Agora, na antecâmara da partida que lhe podia valer a primeira presença de sempre numa meia-final de um Grand Slam, o jogador voltou a ser notícia por assuntos extra ténis com uma acusação de violência doméstica feita pela antiga namorada que o vai levar ao Tribunal de Camberra a 2 de agosto. “É no contexto de um relacionamento doméstico. A natureza da alegação é séria e o [Nick] Kyrgios leva-a muito a sério. Uma vez que o assunto está no tribunal, não temos qualquer comentário para emitir neste momento, mas a seu tempo faremos um comunicado”, comentou o advogado Jason Moffett ao Canberra Times, jornal que diz estar em causa um alegado agarrão à antiga companheira punida até dois anos de prisão.

Voltando ao ténis, Kyrgios diz ter mudado. Tem mais estabilidade, segue mais regras, conseguir encontrar uma outra forma de estar comprometido com o jogo com uma maneira de ser que não disfarça. “Há três anos, o meu agente foi buscar-me a um pub às 4h para jogar a segunda ronda com o Rafael Nadal, no court central de Wimbledon, e fiquei muito chateado com ele… A partir daí, percorri um longo caminho e mudei muita coisa. Agora, tenho bons hábitos diários e conto com o apoio de uma equipa incrível. O meu fisioterapeuta é um dos meus melhores amigos, o meu agente é o meu melhor amigo. Também tenho a melhor namorada do mundo. Ter tanta gente boa por perto faz com que sejamos melhores em certos aspetos”, comentara, já depois de ter assumido o abuso de álcool e drogas numa fase em que tinha “pensamentos sombrios”. E foi isso que o empurrou para o maior feito da carreira num Grand Slam.
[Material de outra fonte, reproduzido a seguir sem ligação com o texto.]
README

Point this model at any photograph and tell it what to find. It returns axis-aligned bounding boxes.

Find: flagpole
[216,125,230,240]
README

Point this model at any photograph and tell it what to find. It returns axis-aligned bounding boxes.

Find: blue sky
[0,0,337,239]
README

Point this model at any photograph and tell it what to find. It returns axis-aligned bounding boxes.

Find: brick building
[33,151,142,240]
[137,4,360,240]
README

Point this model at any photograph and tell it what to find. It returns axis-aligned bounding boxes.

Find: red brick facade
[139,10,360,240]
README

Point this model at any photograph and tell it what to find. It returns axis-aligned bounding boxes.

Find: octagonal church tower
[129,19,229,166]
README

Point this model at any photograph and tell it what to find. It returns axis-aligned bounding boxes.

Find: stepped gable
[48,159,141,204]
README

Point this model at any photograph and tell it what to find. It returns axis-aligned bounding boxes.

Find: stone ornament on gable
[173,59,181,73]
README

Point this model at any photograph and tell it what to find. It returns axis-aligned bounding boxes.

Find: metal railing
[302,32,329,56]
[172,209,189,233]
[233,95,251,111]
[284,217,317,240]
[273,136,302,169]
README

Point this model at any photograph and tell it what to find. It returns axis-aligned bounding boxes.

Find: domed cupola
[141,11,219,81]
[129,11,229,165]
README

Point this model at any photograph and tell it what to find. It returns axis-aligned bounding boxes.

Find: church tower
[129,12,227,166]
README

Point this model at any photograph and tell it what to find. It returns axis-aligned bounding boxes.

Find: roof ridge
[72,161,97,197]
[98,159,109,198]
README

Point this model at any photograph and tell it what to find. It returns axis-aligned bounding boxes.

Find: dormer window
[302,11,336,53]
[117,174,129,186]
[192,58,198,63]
O primeiro set do encontro frente a Cristian Garín foi um exemplo paradigmático de como as alterações positivas que teve fora dos courts têm de alguma forma reflexo naquilo que faz depois em jogo: apesar de ter começado o jogo a consentir nove pontos ao adversário que lhe valeram um 0-2 a abrir, nunca deixou de reclamar consigo mesmo em voz alta dizendo que tinha chegado tarde à partida mas recolocou as contas de novo empatadas ao fazer um break no 3-3 conseguindo uma improvável concentração sobretudo nos jogos de serviço do chileno que lhe foram dando winners e pontos nos momentos chave. Depois do eclipse após o 0-30 no sétimo jogo ainda houve uma fase de menor clarividência mas o australiano fechou mesmo com um jogo em branco no serviço de Garín o 6-4 que lhe valeu o primeiro parcial e um audível “Let’s go!”.

Quase de uma forma assumida, o número de erros não forçados de Kyrgios era maior do que o adversário mas os pontos em catadupa assentes num serviço canhão que lhe resolve vários problemas e numa grande variabilidade de jogo meio a “correr” entre tentativas de amorties e bolas na linha fundo que deixou Garín sem soluções. E foi isso que lhe acabou por valer um break decisivo na parte inicial do segundo parcial, que lhe valeu um triunfo por 6-3. Depois, acabou por vigorar aquilo que o australiano tem menos: paciência. E no set mais equilibrado de todos, com 12 jogos de serviço ganhos pelos dois jogadores e mais uns palavrões mais ou menos disfarçados que nunca passavam ao lado das bancadas, fechou o tie break do terceiro parcial com 7-5, garantido a primeira presença de sempre numa meia-final de um Grand Slam.